If one of the reasons to read science fiction and fantasy is to hack your mind (the way listening to a new piece of music rewires your neurons), and, as some argue, you — like all humans — are really only wired for one thing: Wouldn’t you want to make it a point to read SFF that challenges your ideas about that one thing?

Alice Sheldon wrote and published under the pseudonym James Tiptree Jr. The SFF award named for her honors works that that, “explore and expand our notion of gender.” The stories in The James Tiptree Jr. Award Anthology 2 push gender beyond the narrow definitions of straight, gay, bi-, trans-, pre-op/post-op and the permutations of self-love, coupling, threesomes, “Big Love” and relationships that have been named and have yet to be named, and thus limit our definitions of gender. In other words, the stories awarded the JTJAA2 push gender in directions that only SF+F are equipped to do.

You might be tempted to think the award recipients limit their stories to the multi-tentacled, mind-controlling aliens you’d expect to find in hentai. But with the exception of the story excerpts from 2004 JTJ award-winners Joe Haldeman’s brilliant “Camoflague” and Johanna Sinisalo’s incredible “Troll,” there are no aliens in sight.

Instead, the JTJ award-winners play with gender the way the wind plays with sand: driving it hard across open spaces, forcing it through the smallest crevices and piling it high and shaping it into beautiful and unique dunes.

JTJAA2 gives a history of the Award: Conceived by writers Karen Joy Fowler and Pat Murphy in 1991 at WisCon, the world’s leading feminist science fiction convention, the award was the result of their irritation that the major SFF awards – Nebula, Hugo, Dick – were all named after men. Now, one of the most respected awards in SFF-dom, the JTJ’s goal – as specific and at the same time nebulous as it might sound – is to “expand and explore notions of gender.”

The stories in JTJAA2 span a broad range and often, might leave you scratching your head, wondering: Was that story really about gender?

Jonathan Lethem’s “Five F#**s” follows its protagonist from the end of an affair back to its beginning, shifts point of view to someone becoming obsessed with the protagonist, then changes direction a few more times, all the while exploring the idea that desire can be so strong that it undoes the fabric of time and space.

Carol Emsmiller‘s “All of Us Can Almost…” explores power issues and role reversals among non-flying birds. When one female of this species decides she is going to launch herself off a mountain and fly, she finds herself recruiting and motivating a younger male to follow her lead while at the same time fending off an older male seeking a mate.

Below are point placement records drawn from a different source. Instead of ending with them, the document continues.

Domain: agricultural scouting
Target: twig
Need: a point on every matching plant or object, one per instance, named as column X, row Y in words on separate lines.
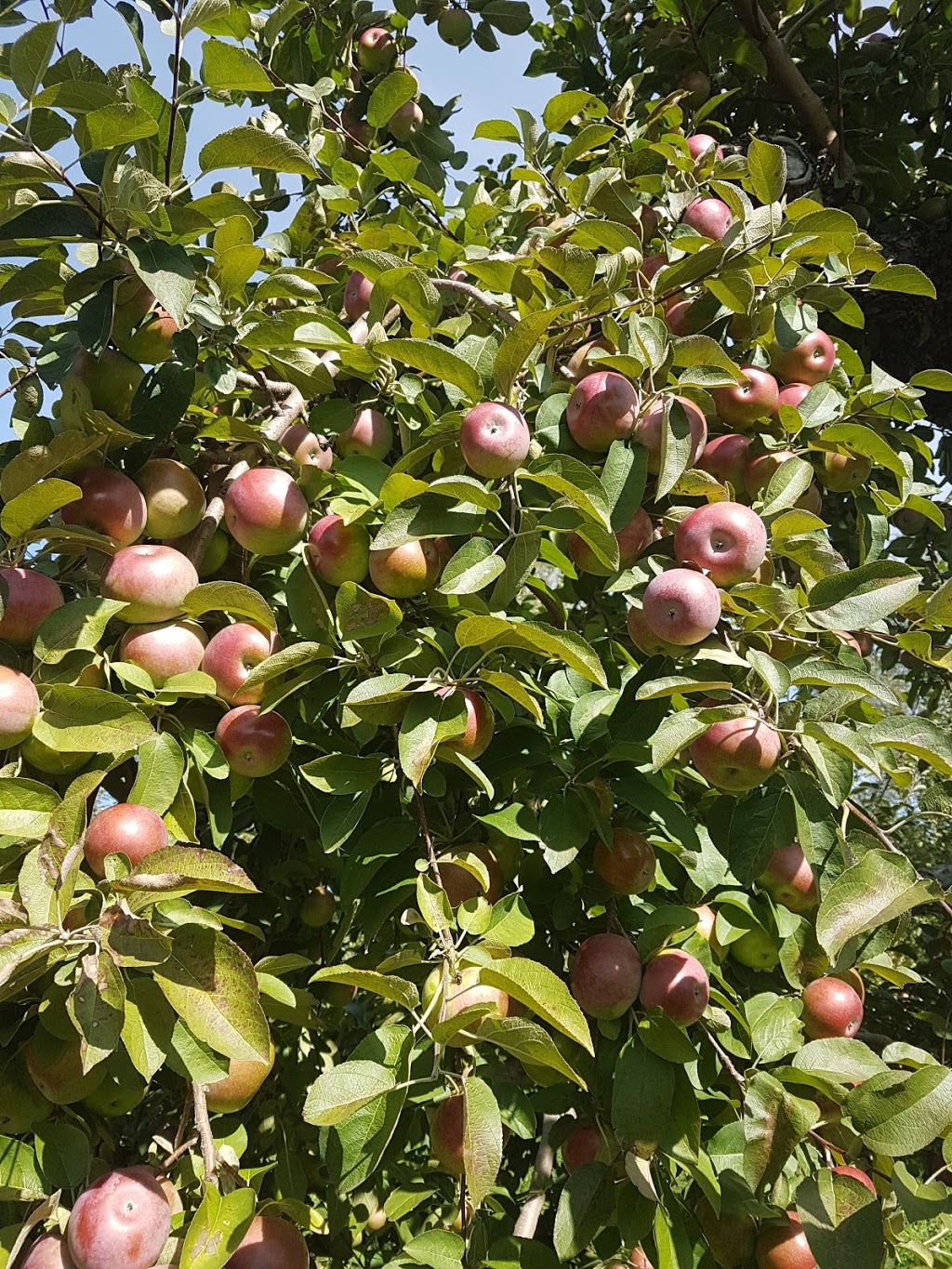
column 531, row 1210
column 204, row 1126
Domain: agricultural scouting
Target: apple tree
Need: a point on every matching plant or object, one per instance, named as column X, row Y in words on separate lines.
column 455, row 641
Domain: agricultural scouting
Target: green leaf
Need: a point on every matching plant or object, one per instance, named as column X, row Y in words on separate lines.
column 247, row 146
column 544, row 991
column 232, row 69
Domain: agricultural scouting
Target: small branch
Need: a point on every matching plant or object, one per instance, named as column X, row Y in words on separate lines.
column 531, row 1210
column 471, row 292
column 204, row 1126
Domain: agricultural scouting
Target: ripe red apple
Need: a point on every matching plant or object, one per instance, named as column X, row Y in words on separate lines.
column 135, row 830
column 447, row 1134
column 785, row 1247
column 708, row 218
column 174, row 499
column 20, row 707
column 582, row 1147
column 494, row 439
column 602, row 409
column 726, row 539
column 742, row 403
column 232, row 654
column 788, row 879
column 480, row 725
column 841, row 473
column 27, row 598
column 254, row 744
column 405, row 122
column 121, row 1220
column 164, row 651
column 831, row 1008
column 681, row 607
column 632, row 539
column 266, row 511
column 357, row 296
column 369, row 434
column 111, row 504
column 736, row 754
column 271, row 1243
column 405, row 571
column 605, row 976
column 648, row 430
column 628, row 866
column 337, row 551
column 808, row 362
column 678, row 984
column 152, row 580
column 726, row 458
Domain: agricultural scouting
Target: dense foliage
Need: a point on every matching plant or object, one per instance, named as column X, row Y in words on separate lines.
column 456, row 649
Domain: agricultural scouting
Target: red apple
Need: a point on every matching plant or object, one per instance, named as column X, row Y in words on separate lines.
column 648, row 430
column 152, row 580
column 27, row 598
column 736, row 754
column 602, row 409
column 111, row 504
column 135, row 830
column 681, row 607
column 742, row 403
column 677, row 983
column 494, row 439
column 726, row 539
column 254, row 744
column 232, row 654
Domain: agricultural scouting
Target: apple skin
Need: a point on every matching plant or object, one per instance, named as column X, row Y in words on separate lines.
column 124, row 1219
column 164, row 651
column 841, row 473
column 369, row 434
column 152, row 580
column 831, row 1009
column 111, row 504
column 742, row 403
column 726, row 539
column 232, row 1091
column 788, row 879
column 357, row 296
column 254, row 744
column 494, row 439
column 51, row 1251
column 20, row 707
column 681, row 607
column 174, row 499
column 447, row 1134
column 232, row 654
column 480, row 725
column 405, row 122
column 726, row 458
column 339, row 552
column 635, row 537
column 737, row 754
column 28, row 598
column 785, row 1247
column 582, row 1147
column 809, row 362
column 135, row 830
column 708, row 218
column 628, row 866
column 677, row 983
column 602, row 409
column 648, row 430
column 405, row 571
column 605, row 976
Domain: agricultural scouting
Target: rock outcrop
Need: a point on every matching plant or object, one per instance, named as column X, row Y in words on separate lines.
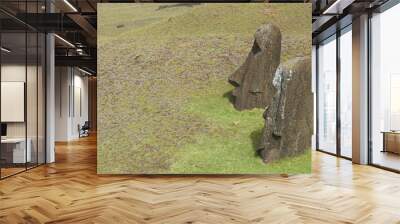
column 253, row 79
column 289, row 117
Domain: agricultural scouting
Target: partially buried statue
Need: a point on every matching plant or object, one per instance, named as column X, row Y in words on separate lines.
column 289, row 117
column 253, row 79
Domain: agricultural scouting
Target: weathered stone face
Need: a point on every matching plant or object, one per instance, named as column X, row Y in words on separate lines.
column 253, row 79
column 289, row 118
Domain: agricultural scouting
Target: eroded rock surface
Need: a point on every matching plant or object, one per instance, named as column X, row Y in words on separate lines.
column 253, row 79
column 288, row 119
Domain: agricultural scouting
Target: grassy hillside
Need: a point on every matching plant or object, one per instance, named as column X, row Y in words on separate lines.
column 163, row 71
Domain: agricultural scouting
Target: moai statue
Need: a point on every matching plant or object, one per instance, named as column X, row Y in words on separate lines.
column 289, row 118
column 253, row 79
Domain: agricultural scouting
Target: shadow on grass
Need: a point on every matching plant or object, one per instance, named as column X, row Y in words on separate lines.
column 228, row 95
column 255, row 137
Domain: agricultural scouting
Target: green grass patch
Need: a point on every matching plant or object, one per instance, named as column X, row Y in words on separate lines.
column 231, row 146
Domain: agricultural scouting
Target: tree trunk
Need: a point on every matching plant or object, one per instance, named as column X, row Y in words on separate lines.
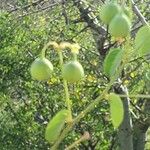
column 141, row 126
column 125, row 137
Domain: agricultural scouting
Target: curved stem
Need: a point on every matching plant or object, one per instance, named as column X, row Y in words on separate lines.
column 68, row 101
column 74, row 56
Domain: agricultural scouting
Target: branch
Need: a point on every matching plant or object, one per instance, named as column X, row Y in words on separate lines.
column 138, row 13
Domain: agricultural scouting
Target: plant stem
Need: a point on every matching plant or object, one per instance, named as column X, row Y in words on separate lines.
column 68, row 101
column 76, row 143
column 86, row 110
column 136, row 96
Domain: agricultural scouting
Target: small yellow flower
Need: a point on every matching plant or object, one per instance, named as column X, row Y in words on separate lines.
column 54, row 44
column 75, row 48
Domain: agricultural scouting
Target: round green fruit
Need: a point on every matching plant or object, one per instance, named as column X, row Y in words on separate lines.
column 41, row 69
column 120, row 26
column 73, row 71
column 108, row 11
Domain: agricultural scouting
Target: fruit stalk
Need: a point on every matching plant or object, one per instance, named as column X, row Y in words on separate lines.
column 68, row 101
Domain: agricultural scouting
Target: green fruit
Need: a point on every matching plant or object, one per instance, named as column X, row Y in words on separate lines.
column 116, row 109
column 55, row 126
column 120, row 26
column 41, row 69
column 112, row 61
column 108, row 11
column 73, row 71
column 142, row 40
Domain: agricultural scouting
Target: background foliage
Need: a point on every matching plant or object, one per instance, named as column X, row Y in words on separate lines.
column 27, row 105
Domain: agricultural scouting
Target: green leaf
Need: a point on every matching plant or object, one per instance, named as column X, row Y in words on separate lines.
column 112, row 61
column 55, row 126
column 142, row 40
column 116, row 109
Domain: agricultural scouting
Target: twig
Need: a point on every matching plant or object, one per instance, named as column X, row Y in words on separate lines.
column 138, row 13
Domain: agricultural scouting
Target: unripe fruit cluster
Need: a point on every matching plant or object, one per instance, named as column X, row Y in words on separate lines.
column 117, row 18
column 41, row 69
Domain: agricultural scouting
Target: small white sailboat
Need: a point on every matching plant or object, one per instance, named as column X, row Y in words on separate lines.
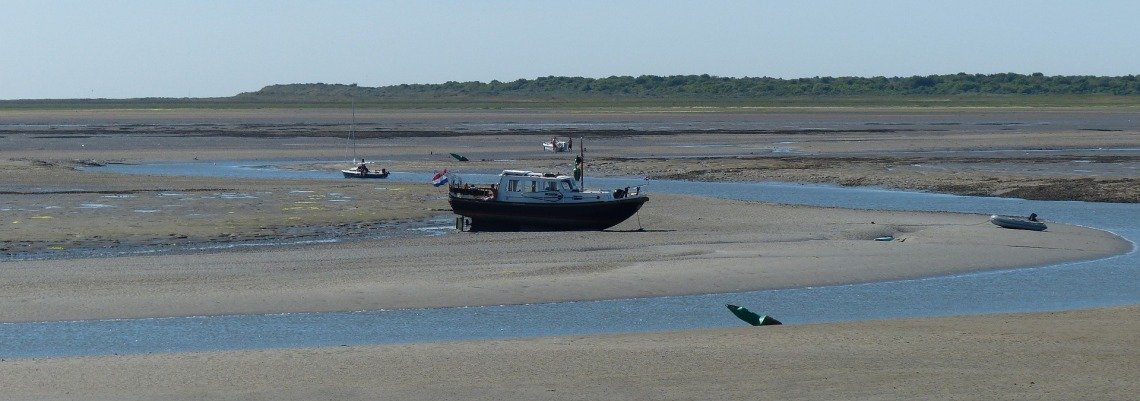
column 361, row 169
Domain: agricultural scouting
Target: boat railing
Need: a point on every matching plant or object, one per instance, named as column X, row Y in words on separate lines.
column 473, row 191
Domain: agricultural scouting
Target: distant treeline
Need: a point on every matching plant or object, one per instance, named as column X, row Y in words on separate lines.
column 709, row 87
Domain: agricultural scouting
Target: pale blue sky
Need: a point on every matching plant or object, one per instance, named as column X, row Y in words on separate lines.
column 171, row 48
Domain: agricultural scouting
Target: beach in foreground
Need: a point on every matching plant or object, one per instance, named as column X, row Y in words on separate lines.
column 677, row 245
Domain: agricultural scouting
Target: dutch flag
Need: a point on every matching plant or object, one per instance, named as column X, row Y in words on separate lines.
column 439, row 179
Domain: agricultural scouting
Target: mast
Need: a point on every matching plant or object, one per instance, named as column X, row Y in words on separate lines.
column 580, row 165
column 353, row 131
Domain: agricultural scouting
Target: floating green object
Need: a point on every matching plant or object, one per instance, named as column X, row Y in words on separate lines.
column 751, row 318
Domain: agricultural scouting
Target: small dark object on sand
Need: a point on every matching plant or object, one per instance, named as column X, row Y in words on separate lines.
column 751, row 318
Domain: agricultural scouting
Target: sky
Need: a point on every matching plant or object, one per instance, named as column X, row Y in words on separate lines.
column 55, row 49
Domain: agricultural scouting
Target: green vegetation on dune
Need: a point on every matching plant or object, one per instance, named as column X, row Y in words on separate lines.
column 951, row 90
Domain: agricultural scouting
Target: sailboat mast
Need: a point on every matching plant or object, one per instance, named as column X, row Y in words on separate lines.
column 353, row 131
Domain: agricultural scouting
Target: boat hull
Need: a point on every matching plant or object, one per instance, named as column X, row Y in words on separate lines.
column 497, row 215
column 353, row 173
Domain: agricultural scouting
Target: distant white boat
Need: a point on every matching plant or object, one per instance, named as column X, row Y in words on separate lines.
column 361, row 169
column 555, row 145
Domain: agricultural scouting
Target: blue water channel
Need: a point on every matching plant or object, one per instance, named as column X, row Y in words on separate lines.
column 1102, row 283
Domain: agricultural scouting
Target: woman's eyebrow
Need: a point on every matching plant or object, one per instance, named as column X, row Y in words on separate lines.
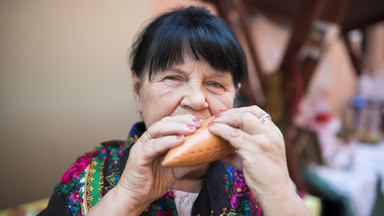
column 179, row 70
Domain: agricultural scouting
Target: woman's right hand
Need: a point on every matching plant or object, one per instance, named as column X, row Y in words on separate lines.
column 144, row 178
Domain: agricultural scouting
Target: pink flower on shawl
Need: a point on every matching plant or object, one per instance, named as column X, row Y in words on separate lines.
column 239, row 190
column 80, row 165
column 75, row 196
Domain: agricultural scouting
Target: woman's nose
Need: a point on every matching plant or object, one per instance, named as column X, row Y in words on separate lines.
column 194, row 98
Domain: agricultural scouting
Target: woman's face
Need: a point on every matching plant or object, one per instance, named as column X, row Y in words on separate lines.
column 190, row 88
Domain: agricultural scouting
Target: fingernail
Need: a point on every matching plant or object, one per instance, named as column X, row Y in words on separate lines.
column 197, row 120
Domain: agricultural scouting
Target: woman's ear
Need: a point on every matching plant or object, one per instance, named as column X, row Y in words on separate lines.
column 136, row 86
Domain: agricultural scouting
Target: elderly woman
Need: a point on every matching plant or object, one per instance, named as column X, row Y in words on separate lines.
column 186, row 66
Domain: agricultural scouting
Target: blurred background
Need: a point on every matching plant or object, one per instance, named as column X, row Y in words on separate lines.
column 316, row 66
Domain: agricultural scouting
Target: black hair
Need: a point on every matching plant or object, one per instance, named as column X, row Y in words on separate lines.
column 190, row 31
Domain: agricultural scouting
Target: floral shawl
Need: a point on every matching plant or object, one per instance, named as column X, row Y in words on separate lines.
column 96, row 172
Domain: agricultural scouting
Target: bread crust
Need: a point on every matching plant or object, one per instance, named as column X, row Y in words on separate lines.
column 201, row 147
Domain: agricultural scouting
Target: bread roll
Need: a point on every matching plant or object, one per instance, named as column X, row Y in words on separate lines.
column 198, row 148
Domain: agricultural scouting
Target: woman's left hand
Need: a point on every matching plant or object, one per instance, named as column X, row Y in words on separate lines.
column 260, row 150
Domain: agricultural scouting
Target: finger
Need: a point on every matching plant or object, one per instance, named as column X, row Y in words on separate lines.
column 233, row 135
column 234, row 160
column 155, row 148
column 254, row 110
column 245, row 121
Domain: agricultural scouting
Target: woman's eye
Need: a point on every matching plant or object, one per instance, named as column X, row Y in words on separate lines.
column 173, row 78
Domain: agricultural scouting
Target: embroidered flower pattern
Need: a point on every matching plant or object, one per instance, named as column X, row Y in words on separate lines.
column 96, row 172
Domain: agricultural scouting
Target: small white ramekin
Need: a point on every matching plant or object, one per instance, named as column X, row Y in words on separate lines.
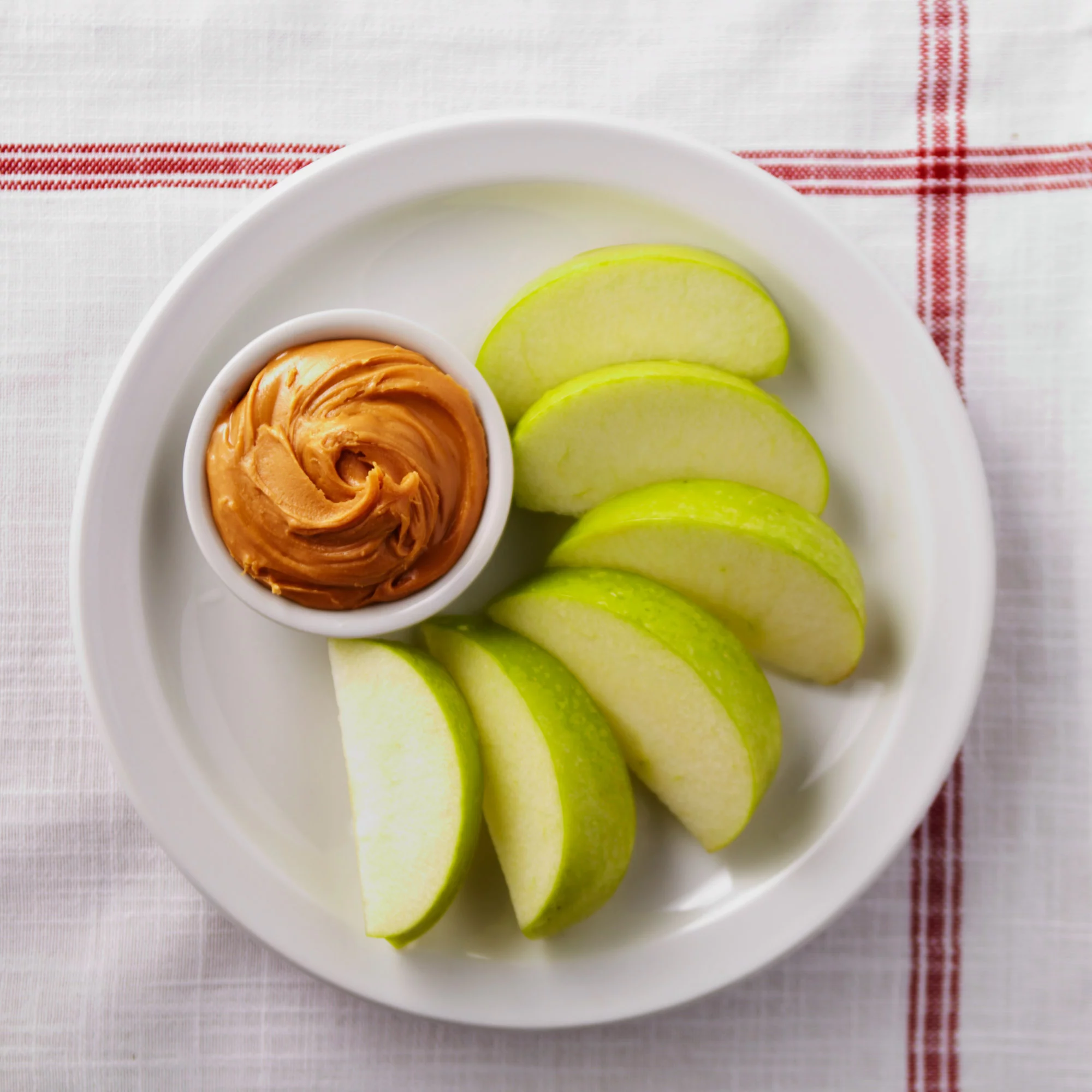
column 231, row 385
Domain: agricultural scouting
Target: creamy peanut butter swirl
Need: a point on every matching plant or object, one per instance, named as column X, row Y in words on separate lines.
column 351, row 472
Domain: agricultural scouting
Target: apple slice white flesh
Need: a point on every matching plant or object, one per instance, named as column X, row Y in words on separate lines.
column 416, row 784
column 782, row 580
column 632, row 303
column 628, row 425
column 696, row 719
column 559, row 801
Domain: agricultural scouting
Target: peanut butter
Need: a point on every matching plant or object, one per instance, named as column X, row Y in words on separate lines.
column 351, row 472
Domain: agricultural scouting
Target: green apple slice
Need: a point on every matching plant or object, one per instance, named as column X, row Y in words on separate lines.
column 559, row 801
column 696, row 719
column 632, row 303
column 628, row 425
column 779, row 577
column 414, row 779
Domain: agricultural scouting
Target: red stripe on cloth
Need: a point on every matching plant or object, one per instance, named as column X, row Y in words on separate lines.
column 934, row 169
column 139, row 184
column 121, row 167
column 936, row 882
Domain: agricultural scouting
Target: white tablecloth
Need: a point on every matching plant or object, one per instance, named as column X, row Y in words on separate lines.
column 944, row 141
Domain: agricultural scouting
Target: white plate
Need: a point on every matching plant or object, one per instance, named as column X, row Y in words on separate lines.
column 223, row 725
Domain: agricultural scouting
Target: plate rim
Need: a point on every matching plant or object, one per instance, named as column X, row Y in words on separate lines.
column 416, row 992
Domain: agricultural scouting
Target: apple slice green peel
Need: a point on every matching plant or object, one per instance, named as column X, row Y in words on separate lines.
column 416, row 782
column 559, row 801
column 630, row 425
column 780, row 578
column 632, row 303
column 696, row 719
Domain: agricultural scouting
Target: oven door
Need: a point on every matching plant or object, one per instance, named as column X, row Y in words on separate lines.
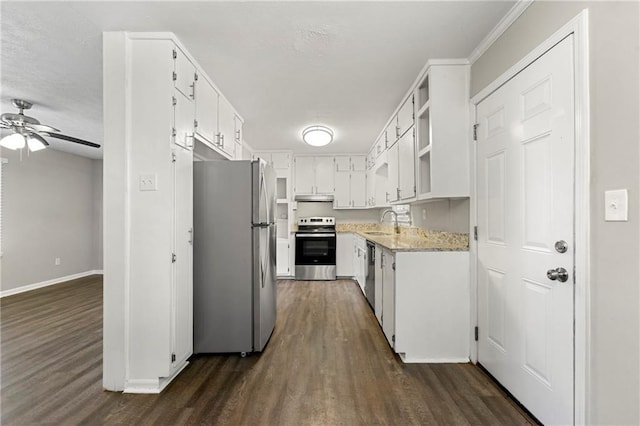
column 315, row 248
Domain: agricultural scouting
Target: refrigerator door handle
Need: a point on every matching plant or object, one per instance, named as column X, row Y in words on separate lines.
column 264, row 251
column 263, row 188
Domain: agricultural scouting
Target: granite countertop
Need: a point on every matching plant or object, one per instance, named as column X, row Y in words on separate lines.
column 409, row 239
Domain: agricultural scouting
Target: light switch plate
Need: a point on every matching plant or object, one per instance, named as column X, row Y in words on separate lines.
column 616, row 205
column 148, row 182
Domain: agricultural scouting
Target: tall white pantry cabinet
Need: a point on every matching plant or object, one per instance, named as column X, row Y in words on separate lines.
column 149, row 111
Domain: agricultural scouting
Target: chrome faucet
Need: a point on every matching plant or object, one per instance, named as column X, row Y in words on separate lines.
column 396, row 228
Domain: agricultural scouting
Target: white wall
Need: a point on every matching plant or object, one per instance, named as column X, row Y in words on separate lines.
column 97, row 214
column 49, row 211
column 614, row 355
column 442, row 215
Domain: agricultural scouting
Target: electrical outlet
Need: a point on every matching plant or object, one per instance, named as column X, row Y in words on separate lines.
column 148, row 182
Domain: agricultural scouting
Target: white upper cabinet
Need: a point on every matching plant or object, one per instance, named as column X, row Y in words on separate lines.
column 184, row 111
column 405, row 116
column 350, row 182
column 359, row 163
column 237, row 136
column 281, row 160
column 278, row 160
column 226, row 126
column 391, row 133
column 358, row 187
column 406, row 166
column 442, row 132
column 184, row 75
column 380, row 145
column 392, row 177
column 184, row 108
column 342, row 195
column 324, row 175
column 305, row 177
column 206, row 111
column 430, row 129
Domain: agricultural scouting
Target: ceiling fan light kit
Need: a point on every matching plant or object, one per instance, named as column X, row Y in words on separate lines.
column 29, row 132
column 317, row 135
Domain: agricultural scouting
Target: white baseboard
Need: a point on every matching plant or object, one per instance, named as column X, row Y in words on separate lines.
column 47, row 283
column 420, row 360
column 151, row 386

Ursula K. LeGuin‘s melancholy and exciting novella, “Another Story or a Fisherman of the Inland Sea,” tracks its protagonist the through his childhood off-world, where the family unit is defined as two men and two women and their children in the specific roles of morning, evening, day and night, to his adulthood as a teleportation researcher. If that isn’t confusing enough (it’s not), try wrapping your head around how light-speed travel might impact love and relationships.

The JTJAA2 also includes several non-fiction pieces: an essay from Julie Phillips’ James Tiptree Jr. A Life of Alice Sheldon; Gwenyth Jones’ “The Brains of Female Hyena Twins: On The Future of Gender” in which how Jones discusses how she extracts ideas for her fiction and summarizes the most recent research on sexuality published in The Differences Between the Sexes, the proceedings of the Eleventh International Conference on Comparative Physiology (a mouthful!).

In “Looking for Clues” (her guest of honor speech at WisCon 2002), Nalo Hopkinson talks about growing up as a black child in Jamaica, Trinidad and Guyana and reading comics, watching television and finally finding SFF. Throughout her readings, she realizes, she was searching for people like her in the “approved” media. When she finally sees a picture of Samuel Delaney, she began crying and wept.

Her conclusion, which I share in reading the JTJAA2, is:

I treasure the works by writers who make me dare to think beyond straight and gay, male and female, and to see that the spectra are much broader than that.